U.S. Diplomat Calls African Dictator a Good Guy

February 14th, 2011

Via: AP:

A U.S. diplomat called Equatorial Guinea’s dictator of 31 years one of “the good guys” in leaked diplomatic cables and urged Washington to engage with its third largest oil supplier or risk endangering energy security.

In 2009 cables published by WikiLeaks, Anton K. Smith, the ranking U.S. diplomat at the time, described a country beset by foreign and homegrown predators, “sharks … buccaneers and adventurers,” since U.S. wildcatters discovered oil in 1994.

“There are good guys and bad guys here.
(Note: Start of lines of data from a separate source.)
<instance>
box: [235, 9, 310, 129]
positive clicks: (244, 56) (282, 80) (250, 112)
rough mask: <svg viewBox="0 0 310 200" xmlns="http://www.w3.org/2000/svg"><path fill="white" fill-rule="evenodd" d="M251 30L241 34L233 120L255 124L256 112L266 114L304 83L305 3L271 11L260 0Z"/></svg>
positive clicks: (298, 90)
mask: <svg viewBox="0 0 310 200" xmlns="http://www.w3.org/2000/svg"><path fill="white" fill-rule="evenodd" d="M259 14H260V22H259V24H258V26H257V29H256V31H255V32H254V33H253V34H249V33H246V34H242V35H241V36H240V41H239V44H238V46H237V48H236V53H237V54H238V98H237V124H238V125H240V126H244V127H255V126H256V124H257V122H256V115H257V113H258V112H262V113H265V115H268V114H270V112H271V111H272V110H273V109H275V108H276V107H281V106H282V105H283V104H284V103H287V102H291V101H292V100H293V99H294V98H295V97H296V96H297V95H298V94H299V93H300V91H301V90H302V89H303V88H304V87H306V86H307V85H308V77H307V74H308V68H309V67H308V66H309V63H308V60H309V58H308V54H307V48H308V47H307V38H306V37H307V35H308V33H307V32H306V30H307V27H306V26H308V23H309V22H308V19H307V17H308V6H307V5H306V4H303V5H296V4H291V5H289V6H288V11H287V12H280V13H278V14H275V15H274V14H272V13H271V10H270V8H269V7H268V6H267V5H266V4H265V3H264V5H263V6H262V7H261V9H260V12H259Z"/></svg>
We need to strengthen the good guys — for all his faults, President Obiang among them — and undercut the bad guys,” Smith wrote in a May 9, 2009 cable.

President Teodoro Obiang is accused of making his family and a small group of people fabulously wealthy off oil, while U.N. figures show child mortality has increased and a third of children do not finish primary school.
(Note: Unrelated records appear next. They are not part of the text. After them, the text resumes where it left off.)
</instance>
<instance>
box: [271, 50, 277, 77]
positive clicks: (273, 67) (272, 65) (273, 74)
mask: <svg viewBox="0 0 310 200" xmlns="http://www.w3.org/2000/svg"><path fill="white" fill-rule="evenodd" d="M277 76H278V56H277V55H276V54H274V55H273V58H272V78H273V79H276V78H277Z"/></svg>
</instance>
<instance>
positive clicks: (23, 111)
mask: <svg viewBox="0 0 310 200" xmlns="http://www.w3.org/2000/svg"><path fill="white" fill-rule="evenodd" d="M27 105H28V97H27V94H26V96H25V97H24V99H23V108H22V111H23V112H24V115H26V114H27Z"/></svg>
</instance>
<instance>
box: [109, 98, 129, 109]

In the space of less than one generation, oil wealth has transformed the tiny West African nation of 600,000 from being one of the world’s poorest to one of its richest.

The per capita income is listed at $31,000 a year, but the average citizen is unlikely to live beyond 50. Yet someone in Brazil — with an average income of less than $10,000 — can expect to live to 72.

The U.S. State Department’s annual country report enumerated multiple human rights abuses in Equatorial Guinea, including torture, arbitrary arrest, severe restrictions on freedom of speech and forced child labor.

It has said that Obiang’s regime has either killed or forced into exile a third of the country’s population.